Quando pensei em escrever as linhas
fundamentais do meu livro Pensadores Cearenses, foi Farias Brito um dos
primeiros nomes que defini para o projeto. A filosofia espiritualista por ele
desenvolvida, de forma original e soberana, talvez justifique o meu amor
renovado pela sua obra.
A mística panteísta de Alcântara
Nogueira, o fervor social da ideologia de Joaquim Pimenta, a metodologia da
pesquisa histórica de Capistrano de Abreu, o culturalismo filosófico de Djacir
Menezes, o normativismo democrático de Arnaldo Vasconcelos e a crítica social
de acento literário, que permeia a obra de Raimundo Antônio da Rocha Lima,
sempre me pareceram monumentos da cultura brasileira e orgulho supremo da
cultura cearense.
Nenhum momento da cultura
brasileira, no entanto, me parece superior à obra filosófica de Farias Brito. O
seu pensamento e a originalidade da sua expressão analítica, o mergulho
transcendente que empreendeu em busca da verdade e das formas superiores do
conhecimento ficarão pelos séculos tal uma luz misteriosa para os pensadores de
todas as idades.
Farias Brito é tão universal quanto
Kant, e a sua reflexão, plural e instigante, é tão importante para o homem quanto
a contribuição de Espinoza ou a mística de origem divina que reparte o mundo e
os sentidos maiores da contemplação.
Não precisou de escolas ou
universidades para comprovar ou desenvolver as suas teses, nem de legitimação
oficial para a proteção da sua pesquisa criadora; nem de doutrina pretérita precisou
Farias Brito para testificar as inquietações do seu ser em comunhão com a luz
soberba da razão.
Foi um criador de formas e sentidos
e um desbravador de códigos e dígitos esse pensador que Deus colocou na noite
escura do homem. Foi, portanto, um eleito, esse cearense pobre de São Benedito,
esse pária social elegante e desafortunado que o amor de Deus escolheu para
anunciar a nova lógica cultural que as forças materiais haviam sufocado.

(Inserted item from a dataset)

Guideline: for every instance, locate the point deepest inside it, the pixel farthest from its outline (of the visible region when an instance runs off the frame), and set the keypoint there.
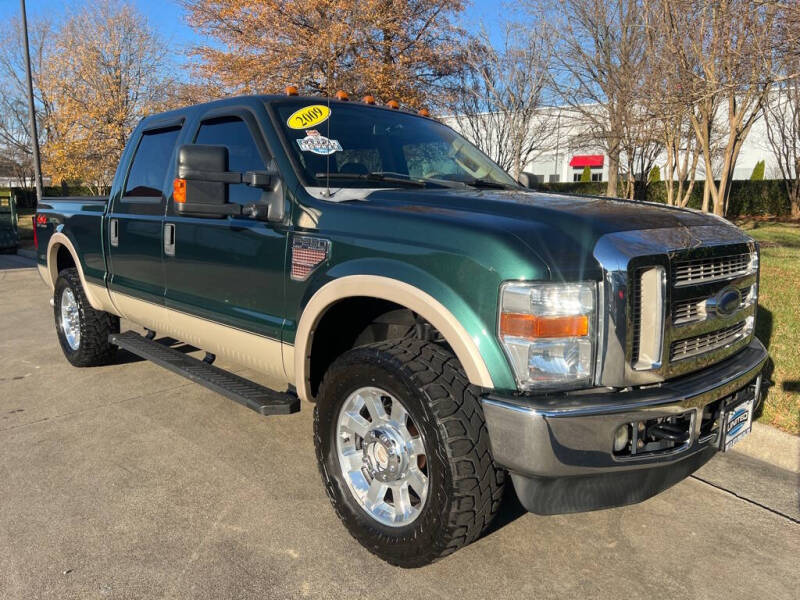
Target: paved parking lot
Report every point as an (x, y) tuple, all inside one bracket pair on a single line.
[(130, 482)]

Farias Brito nasceu no Ceará, nas
escarpas da Serra da Ibiapaba, onde se encrava atualmente o município de São
Benedito, aos 24 de julho de 1862, e faleceu no Rio de Janeiro, aos 16 de
janeiro de 1917.
Optou, como muitos brasileiros do
seu tempo, pelo bacharelado em Direito, formando-se em Ciências Jurídicas e
Sociais na Faculdade de Direito do Recife, em 1884.
Foi Promotor Público e Secretário
de Estado em sua província de berço, agitou a vida cultural do Ceará no último
quartel do século dezenove, e verberou as suas inquietações e os seus libelos
sociais na imprensa da época em que viveu.
Farias Brito fez-se Professor do
Colégio Pedro II, no Rio de Janeiro, através de memorável concurso, mas perdeu
o direito de nomeação para Euclides da Cunha. Porém, nada foi superior em sua
vida do que a paixão de ordem filosófica.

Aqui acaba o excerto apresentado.